1986 – Catamaran fatal
Fin d’après-midi du dimanche 9 novembre 1986, l’hélicoptère qui suit la course depuis le départ va faire demi-tour. En bas, sur l’eau, accroché à la grande barre à roue de son catamaran géant, Loïc Caradec se retourne et salue de la main. L’immense mât aile de Royale le surplombe et l’entraîne malgré lui. C’est la dernière image que nous aurons de lui. Malheureusement je n’ai pas pu faire l’acquisition de cette photo de Christian Février lorsque j’en ai eu l’occasion et je le regretterai toujours. Elle est à la fois magnifique et infiniment triste. Le 13 novembre, Florence Arthaud retrouvera le catamaran retourné, vide. Le gros temps a eu raison du maxi-catamaran mais pas de Philippe Poupon. Prudent septième en 1978, discret 9ème en 1982, il est, quatre ans plus tard, au sommet de son art. Fleury-Michon, sponsor fidèle, lui permet de construire un trimaran sur-mesure, sur les plans du génial Nigel Irens. Avec une préparation rigoureuse, une analyse météo inspirée, le sort en est jeté, deux jours après son arrivée, il n’y a toujours pas de second majesté !
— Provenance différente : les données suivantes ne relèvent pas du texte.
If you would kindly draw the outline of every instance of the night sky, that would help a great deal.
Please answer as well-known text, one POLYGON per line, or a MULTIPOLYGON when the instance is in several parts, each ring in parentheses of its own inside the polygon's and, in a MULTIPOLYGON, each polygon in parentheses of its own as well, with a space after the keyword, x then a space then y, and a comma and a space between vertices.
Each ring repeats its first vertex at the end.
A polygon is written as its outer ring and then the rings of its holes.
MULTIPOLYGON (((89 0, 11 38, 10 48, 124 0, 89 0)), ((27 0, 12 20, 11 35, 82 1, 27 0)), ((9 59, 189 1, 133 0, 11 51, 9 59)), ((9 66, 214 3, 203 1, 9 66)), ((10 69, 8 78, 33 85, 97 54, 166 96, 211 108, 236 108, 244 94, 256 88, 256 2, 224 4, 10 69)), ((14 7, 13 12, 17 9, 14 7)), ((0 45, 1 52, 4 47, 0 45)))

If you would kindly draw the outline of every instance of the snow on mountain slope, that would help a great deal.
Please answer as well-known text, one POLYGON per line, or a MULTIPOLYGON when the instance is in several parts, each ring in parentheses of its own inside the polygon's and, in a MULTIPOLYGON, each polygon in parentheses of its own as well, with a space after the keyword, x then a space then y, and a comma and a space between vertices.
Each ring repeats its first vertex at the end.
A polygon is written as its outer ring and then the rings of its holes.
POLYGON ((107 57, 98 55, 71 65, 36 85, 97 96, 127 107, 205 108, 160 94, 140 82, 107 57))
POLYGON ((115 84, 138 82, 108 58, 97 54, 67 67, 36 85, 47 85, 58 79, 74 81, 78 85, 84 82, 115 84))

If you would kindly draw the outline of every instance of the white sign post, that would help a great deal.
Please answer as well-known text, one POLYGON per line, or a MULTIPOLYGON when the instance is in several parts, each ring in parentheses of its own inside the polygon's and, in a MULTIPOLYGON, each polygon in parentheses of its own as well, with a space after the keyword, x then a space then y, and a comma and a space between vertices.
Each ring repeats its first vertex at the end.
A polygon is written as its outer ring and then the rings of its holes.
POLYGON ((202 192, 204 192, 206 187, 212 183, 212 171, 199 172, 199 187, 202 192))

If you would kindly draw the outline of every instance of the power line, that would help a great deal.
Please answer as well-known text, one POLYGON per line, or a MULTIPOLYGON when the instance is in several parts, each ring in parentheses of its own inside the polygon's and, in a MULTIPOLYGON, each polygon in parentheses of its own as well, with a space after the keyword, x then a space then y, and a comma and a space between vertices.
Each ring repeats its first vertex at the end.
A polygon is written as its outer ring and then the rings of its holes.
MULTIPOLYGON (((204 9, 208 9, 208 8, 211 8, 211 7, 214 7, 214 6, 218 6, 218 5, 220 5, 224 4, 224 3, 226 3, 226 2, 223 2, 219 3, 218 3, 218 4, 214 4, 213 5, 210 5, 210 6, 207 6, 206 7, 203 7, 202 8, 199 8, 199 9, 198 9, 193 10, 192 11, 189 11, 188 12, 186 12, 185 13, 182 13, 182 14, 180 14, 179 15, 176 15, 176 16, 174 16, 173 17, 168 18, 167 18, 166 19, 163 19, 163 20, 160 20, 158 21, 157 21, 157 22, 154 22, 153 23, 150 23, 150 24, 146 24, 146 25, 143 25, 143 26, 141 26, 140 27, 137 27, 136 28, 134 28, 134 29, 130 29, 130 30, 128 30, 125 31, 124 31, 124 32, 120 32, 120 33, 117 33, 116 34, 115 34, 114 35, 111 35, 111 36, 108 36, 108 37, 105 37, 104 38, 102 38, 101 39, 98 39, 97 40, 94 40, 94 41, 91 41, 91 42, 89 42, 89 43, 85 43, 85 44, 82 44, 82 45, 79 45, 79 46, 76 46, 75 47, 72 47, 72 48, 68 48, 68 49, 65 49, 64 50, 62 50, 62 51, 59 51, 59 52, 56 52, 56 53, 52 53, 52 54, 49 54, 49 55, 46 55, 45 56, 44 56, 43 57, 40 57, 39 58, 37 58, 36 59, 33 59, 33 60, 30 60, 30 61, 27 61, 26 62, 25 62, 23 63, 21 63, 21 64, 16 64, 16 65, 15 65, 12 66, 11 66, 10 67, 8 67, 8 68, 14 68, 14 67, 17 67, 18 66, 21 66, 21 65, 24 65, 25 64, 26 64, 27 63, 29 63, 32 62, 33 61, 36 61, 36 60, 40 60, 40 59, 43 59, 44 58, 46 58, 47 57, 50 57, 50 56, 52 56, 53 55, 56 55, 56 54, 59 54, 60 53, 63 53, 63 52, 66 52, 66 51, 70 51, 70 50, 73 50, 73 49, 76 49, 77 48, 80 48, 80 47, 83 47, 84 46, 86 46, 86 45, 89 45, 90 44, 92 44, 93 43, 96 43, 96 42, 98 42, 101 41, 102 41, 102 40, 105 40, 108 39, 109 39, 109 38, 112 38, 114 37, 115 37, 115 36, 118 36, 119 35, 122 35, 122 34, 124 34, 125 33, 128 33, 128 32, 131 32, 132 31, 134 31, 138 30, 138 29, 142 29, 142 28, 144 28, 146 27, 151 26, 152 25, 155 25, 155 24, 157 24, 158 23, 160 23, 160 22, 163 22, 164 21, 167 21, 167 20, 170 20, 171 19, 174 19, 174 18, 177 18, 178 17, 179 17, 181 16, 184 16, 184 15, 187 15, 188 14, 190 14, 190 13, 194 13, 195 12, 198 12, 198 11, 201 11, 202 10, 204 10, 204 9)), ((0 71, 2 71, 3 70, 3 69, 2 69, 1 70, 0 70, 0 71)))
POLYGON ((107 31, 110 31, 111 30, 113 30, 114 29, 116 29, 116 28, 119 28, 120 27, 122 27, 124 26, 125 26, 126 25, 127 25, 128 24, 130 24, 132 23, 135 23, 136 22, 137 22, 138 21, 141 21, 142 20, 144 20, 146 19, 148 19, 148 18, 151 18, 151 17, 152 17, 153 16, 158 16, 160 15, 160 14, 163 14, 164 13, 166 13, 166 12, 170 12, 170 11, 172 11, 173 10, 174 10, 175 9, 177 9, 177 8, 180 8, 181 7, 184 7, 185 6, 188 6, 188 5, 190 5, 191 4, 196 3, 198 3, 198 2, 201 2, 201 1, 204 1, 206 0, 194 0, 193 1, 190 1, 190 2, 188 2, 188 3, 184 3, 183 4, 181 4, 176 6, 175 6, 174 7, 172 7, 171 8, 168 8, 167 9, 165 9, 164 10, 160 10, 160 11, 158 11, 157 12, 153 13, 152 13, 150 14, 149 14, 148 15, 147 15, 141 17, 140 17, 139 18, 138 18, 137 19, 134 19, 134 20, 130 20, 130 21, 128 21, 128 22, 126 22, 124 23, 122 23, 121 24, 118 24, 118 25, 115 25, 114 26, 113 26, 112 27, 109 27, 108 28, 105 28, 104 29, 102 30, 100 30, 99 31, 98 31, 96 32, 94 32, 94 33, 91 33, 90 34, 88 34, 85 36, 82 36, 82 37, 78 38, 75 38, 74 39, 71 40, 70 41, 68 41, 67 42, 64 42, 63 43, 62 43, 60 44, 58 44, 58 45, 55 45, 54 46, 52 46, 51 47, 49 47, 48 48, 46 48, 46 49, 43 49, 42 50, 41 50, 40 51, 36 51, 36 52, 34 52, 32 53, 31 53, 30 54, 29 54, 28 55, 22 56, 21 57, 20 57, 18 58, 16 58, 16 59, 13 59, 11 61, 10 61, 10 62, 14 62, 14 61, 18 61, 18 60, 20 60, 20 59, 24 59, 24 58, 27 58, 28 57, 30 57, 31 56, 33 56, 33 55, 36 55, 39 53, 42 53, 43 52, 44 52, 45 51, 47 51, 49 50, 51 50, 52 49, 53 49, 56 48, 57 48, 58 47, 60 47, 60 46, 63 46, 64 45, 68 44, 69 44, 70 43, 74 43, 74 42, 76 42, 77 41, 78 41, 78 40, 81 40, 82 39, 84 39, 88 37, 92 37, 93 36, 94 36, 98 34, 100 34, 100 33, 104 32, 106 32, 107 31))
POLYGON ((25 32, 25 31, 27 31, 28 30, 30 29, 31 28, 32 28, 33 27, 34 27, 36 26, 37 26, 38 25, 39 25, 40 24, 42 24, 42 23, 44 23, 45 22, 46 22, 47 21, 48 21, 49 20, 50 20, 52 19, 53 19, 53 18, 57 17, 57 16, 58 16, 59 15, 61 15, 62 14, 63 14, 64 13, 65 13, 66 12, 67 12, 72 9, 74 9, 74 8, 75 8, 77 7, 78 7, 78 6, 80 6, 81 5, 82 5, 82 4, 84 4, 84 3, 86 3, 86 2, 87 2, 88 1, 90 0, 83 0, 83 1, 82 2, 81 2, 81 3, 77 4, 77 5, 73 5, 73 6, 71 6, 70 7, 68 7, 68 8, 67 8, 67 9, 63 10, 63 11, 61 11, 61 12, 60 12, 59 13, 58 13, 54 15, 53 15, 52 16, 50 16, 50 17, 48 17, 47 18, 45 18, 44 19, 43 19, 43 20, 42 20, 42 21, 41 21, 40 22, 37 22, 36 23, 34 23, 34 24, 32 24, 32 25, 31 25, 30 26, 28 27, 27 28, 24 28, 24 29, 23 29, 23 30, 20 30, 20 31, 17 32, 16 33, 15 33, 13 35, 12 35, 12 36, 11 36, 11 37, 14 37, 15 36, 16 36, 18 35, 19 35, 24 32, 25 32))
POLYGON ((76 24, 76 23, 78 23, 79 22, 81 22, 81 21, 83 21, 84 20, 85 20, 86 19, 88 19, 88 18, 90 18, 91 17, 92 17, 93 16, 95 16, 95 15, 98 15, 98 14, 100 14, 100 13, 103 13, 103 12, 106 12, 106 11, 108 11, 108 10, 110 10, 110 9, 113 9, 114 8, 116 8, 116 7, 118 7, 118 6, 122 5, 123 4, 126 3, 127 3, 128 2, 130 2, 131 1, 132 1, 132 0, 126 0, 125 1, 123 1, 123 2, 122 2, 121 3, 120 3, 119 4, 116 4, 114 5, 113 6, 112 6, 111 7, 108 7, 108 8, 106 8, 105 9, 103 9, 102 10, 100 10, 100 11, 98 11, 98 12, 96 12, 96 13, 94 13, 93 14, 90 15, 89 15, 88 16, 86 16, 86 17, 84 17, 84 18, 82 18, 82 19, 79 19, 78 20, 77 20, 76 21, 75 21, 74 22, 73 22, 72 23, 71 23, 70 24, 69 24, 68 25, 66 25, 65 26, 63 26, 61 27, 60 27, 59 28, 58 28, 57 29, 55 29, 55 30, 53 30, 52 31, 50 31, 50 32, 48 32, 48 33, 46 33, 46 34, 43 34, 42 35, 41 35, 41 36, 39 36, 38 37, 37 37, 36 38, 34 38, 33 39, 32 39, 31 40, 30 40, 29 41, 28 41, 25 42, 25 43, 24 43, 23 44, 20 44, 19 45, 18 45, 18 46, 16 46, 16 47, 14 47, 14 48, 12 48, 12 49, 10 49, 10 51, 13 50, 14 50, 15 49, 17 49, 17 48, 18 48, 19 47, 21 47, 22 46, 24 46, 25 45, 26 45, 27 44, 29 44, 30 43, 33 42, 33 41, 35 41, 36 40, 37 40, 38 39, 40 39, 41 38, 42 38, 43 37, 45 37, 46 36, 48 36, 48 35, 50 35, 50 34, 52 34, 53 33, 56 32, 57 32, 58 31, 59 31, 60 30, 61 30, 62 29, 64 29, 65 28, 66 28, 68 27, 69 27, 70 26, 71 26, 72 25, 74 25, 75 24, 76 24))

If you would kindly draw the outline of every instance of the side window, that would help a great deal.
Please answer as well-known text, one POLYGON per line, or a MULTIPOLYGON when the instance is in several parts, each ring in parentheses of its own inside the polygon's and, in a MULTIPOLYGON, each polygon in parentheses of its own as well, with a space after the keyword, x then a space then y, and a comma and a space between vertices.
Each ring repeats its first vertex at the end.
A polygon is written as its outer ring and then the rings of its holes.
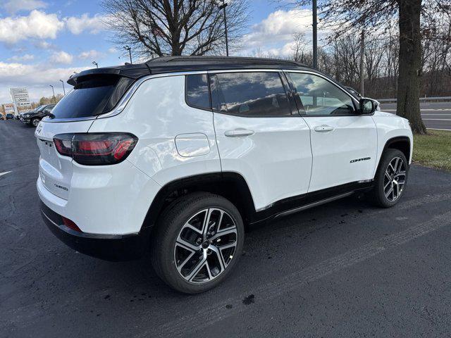
POLYGON ((186 103, 188 106, 211 109, 206 74, 186 75, 186 103))
POLYGON ((211 75, 213 108, 247 117, 290 115, 290 102, 277 72, 211 75))
POLYGON ((297 95, 308 115, 343 115, 355 113, 352 99, 329 81, 312 74, 290 73, 297 95))

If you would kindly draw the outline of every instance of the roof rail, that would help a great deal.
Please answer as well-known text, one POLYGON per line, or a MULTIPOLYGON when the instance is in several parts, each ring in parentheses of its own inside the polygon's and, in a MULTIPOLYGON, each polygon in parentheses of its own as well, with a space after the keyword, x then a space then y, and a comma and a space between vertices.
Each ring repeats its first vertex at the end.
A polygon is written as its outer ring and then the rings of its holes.
POLYGON ((290 65, 309 67, 307 65, 299 63, 292 60, 283 60, 280 58, 254 58, 247 56, 160 56, 147 61, 146 63, 168 63, 171 62, 184 63, 199 61, 205 63, 265 63, 268 65, 290 65))

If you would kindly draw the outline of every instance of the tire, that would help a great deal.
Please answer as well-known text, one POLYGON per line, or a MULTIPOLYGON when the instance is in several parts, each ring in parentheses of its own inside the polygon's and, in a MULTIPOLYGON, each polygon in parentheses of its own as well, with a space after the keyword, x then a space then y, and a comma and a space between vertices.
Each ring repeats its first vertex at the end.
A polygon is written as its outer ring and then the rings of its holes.
POLYGON ((173 202, 159 218, 152 239, 152 265, 174 289, 204 292, 232 272, 241 256, 244 237, 241 215, 230 201, 193 193, 173 202))
POLYGON ((39 120, 39 118, 32 118, 32 119, 31 119, 31 121, 30 121, 30 124, 31 125, 32 125, 33 127, 37 127, 37 125, 39 125, 39 121, 40 121, 40 120, 39 120))
POLYGON ((408 175, 409 164, 404 154, 397 149, 387 149, 376 173, 371 201, 382 208, 393 206, 404 194, 408 175))

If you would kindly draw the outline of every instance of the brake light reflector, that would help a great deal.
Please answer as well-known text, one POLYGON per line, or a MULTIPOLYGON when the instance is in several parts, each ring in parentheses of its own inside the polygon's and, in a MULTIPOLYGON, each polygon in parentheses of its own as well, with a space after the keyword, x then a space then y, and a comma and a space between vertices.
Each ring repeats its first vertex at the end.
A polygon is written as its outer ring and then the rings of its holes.
POLYGON ((80 227, 78 227, 78 226, 77 226, 77 225, 75 223, 75 222, 73 222, 73 220, 70 220, 68 218, 66 218, 66 217, 61 216, 61 218, 63 218, 63 223, 64 223, 64 225, 66 225, 66 227, 68 227, 70 229, 72 229, 73 230, 75 231, 78 231, 79 232, 82 232, 82 230, 80 230, 80 227))
POLYGON ((116 164, 125 160, 137 142, 125 133, 60 134, 54 137, 61 155, 85 165, 116 164))

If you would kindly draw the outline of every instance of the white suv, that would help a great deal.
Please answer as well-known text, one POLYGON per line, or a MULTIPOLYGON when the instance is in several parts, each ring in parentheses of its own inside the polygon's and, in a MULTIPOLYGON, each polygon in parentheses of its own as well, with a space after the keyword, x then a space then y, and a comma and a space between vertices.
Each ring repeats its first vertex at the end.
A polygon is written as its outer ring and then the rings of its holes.
POLYGON ((245 225, 356 192, 395 204, 409 122, 288 61, 166 57, 86 70, 36 130, 51 230, 122 260, 152 250, 187 293, 223 280, 245 225))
1990 – La grande dame de l’Atlantique
C’était son année, sa course, son bateau, sa victoire, alors elle a écrit l’histoire, pour l’éternité. Perchée sur la coque de son trimaran doré, dans la lumière du soir Florence Arthaud entre en dans la baie de Pointe à Pitre comme on entre au Panthéon. Troisième, le jeune Laurent Bourgnon navigue sur un quasi-sistership, baptisé RMO. Avec leur flotteurs volumineux à la longueur maxi désormais limitée à 60 pieds (18.28m), les dessins VPLP ouvrent en cette année 90 une série de victoires toujours en cours. Le rusé Philippe Poupon, s’intercale entre les deux, sur sa fine libellule toujours signée Nigel Irens, et s’offre une belle deuxième place grâce à une option Nord qui confirme s’il en était encore besoin ses talents de stratège météo.
1994 – Prince Laurent 1er
Quatre ans après sa première participation, et une déjà très belle troisième place, le Suisse Laurent Bourgnon récidive et gagne. Il fait le poirier sur un flotteur, joue aux équilibristes sur une coque, ouvre les bras en V étendu dans la Grand-Voile, brandit deux feux de détresse transformés en signaux de victoire, les photographes se régalent ! Ainsi énoncé c’est comme une évidence. Pourtant la concurrence au départ était sérieuse. Le duel avec le Fujicolor de Loïck Peyron s’annonçait homérique…démâtage. Le milliardaire-aventurier Steve Fossett faisait planer une menace américaine à bord du bateau vainqueur aux mains de Florence Arthaud ? Relégué à plus de trois jours. Mike Birch ? Abandon. Claude Bistoquet l’enfant chéri du pays ? Chavirage. Ne restait plus que le regretté gentleman Paul Vatine, magnifique second sur Région Haute-Normandie.